Okta says North Korean ‘IT worker’ scam is targeting healthcare, finance and AI hiring

Identity services provider Okta said in a research report that nearly half of companies targeted by a prolonged scheme of fraudulent remote job applicants fall outside the IT sector, with attackers increasingly applying to roles in finance, healthcare, public administration and professional services.

Okta Threat Intelligence said it tracked more than 130 identities operated by facilitators and workers and linked those identities to over 6,500 initial job interviews across more than 5,000 companies from 2021 through mid-2025. The company said it assesses identities as DPRK-aligned using a combination of technical indicators, behavioral patterns and first-hand employer reporting, and that it was “deliberately withholding some details” of its methodology to avoid tipping off the threat actors.
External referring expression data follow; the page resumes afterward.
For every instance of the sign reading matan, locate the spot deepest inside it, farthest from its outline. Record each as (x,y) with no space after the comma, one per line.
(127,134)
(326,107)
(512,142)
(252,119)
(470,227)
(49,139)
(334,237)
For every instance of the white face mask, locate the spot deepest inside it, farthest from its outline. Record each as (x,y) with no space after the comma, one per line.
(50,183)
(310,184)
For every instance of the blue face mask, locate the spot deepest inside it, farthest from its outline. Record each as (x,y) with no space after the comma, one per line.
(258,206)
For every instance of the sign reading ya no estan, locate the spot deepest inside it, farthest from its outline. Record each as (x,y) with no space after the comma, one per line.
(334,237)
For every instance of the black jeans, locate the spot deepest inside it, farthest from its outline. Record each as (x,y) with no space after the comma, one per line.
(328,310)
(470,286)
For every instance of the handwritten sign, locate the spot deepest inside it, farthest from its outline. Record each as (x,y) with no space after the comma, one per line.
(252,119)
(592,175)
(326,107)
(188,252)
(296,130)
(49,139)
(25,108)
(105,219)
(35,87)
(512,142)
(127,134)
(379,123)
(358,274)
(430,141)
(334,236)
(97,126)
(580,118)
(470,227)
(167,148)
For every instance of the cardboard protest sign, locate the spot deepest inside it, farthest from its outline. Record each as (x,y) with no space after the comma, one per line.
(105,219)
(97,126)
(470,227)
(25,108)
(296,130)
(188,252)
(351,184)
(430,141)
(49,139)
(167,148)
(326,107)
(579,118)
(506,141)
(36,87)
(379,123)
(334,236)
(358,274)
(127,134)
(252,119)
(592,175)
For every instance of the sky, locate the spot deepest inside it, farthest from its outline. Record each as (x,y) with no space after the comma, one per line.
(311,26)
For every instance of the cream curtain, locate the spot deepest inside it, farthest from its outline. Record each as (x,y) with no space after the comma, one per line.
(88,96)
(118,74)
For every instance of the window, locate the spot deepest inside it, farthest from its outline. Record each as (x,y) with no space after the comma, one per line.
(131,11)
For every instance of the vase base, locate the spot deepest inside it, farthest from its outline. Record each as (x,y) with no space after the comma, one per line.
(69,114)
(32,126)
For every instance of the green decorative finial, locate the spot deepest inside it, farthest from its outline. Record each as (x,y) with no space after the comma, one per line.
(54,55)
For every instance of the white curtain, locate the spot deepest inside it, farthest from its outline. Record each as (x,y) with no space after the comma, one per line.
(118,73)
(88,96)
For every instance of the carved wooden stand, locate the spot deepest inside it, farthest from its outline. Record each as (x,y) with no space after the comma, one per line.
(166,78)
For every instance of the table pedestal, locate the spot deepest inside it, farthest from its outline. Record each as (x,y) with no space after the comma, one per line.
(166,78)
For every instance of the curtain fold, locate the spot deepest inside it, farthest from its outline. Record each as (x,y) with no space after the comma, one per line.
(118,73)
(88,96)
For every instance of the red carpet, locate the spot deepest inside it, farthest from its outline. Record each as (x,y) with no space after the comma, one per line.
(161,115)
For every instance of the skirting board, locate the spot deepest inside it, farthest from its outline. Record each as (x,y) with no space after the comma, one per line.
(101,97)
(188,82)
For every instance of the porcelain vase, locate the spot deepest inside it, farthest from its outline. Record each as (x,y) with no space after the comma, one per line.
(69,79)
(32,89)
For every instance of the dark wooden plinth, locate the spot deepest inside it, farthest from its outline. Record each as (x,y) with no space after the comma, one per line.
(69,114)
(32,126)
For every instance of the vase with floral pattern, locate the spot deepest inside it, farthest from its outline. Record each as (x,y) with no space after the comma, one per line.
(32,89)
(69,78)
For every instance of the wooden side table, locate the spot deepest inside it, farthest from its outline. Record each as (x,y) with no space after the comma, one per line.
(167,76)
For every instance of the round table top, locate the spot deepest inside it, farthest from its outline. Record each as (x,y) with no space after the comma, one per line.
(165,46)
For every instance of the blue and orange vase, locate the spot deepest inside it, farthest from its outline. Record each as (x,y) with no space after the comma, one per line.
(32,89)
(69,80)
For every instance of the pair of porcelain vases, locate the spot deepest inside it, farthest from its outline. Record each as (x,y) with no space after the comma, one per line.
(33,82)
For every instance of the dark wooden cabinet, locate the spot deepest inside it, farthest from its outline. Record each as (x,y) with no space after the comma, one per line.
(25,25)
The report said the tracked identities likely represent only a small sample of total activity and cited warnings from law enforcement and security firms. The article noted a related advisory from the FBI and said private security firms, including Mandiant, have raised alarms; Mandiant Consulting CTO Charles Carmakal is quoted as saying “almost every CISO of a Fortune 500 company” he has spoken to has a North Korean IT worker problem.

Okta reported that while the bulk of interviews (73 percent) targeted U.S. firms, about 27 percent were outside the United States. Big technology companies remain the highest-volume targets, but since mid-2023 the firm recorded a marked increase in interviews at companies focused on artificial intelligence, noting some 50 AI-related interviews so far this year and warning that exposure of intellectual property, model-training data and proprietary algorithms makes the sector attractive to state-linked actors.
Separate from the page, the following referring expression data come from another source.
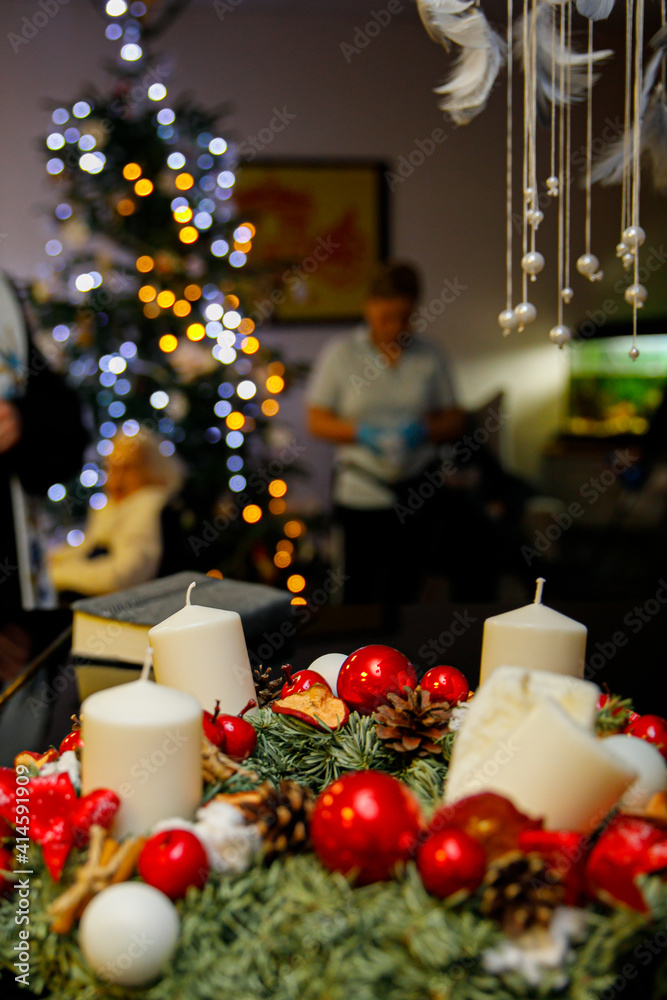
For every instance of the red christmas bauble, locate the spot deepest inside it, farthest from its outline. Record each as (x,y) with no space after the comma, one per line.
(172,861)
(449,861)
(445,684)
(629,847)
(369,674)
(366,821)
(651,728)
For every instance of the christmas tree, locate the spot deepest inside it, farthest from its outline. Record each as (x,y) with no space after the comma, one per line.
(141,308)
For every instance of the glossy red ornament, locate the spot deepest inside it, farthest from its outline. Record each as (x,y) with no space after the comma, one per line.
(231,733)
(630,846)
(365,822)
(445,684)
(565,853)
(302,681)
(449,861)
(369,674)
(172,861)
(651,728)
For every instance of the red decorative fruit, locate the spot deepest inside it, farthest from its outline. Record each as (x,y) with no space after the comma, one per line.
(651,728)
(365,822)
(445,684)
(172,861)
(449,861)
(301,681)
(369,674)
(231,733)
(316,705)
(630,846)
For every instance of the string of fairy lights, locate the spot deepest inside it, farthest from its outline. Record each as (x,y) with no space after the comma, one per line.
(210,315)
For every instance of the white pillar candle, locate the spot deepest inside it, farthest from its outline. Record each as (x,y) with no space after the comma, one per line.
(552,769)
(143,741)
(202,651)
(535,637)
The researchers said they “surprisingly” observed a sustained number of DPRK-linked job interviews in healthcare and medical-technology companies, including about 85 interviews this year focused on mobile application development, customer service systems and electronic record-keeping platforms. The report warned these areas can provide potential access to sensitive personally identifiable information, clinical workflows and health data infrastructure, which aligns with broader trends of ransomware and extortion targeting hospitals and healthcare facilities.
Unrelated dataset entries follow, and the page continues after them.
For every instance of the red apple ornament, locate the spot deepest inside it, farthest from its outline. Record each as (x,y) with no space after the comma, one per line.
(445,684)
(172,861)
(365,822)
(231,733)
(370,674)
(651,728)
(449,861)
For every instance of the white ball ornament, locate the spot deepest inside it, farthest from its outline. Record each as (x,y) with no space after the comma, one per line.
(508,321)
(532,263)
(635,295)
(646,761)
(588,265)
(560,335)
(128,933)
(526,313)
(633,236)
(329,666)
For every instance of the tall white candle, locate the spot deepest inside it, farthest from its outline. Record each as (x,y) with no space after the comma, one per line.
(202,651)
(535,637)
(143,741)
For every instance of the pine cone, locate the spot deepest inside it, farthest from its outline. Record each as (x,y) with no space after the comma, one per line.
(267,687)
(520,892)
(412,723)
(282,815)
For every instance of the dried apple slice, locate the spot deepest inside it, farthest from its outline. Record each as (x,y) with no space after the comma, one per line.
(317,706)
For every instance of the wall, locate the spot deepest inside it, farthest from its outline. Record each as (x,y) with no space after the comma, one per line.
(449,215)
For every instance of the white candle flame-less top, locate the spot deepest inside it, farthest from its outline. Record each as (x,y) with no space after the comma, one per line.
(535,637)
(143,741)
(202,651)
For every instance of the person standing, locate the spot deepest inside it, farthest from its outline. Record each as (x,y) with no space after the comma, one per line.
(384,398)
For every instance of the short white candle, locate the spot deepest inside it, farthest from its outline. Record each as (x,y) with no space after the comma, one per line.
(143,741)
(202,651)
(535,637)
Okta also said fraudsters are interviewing for financial-sector roles in banks, insurers, fintech and cryptocurrency firms and that targeted roles have expanded beyond software development to include back-office and financial processing functions such as payroll and accounting. The company said the primary objective of the scam remains financial gain via payroll abuse, but some schemes have led to data theft, extortion attempts and ransomware-related activity.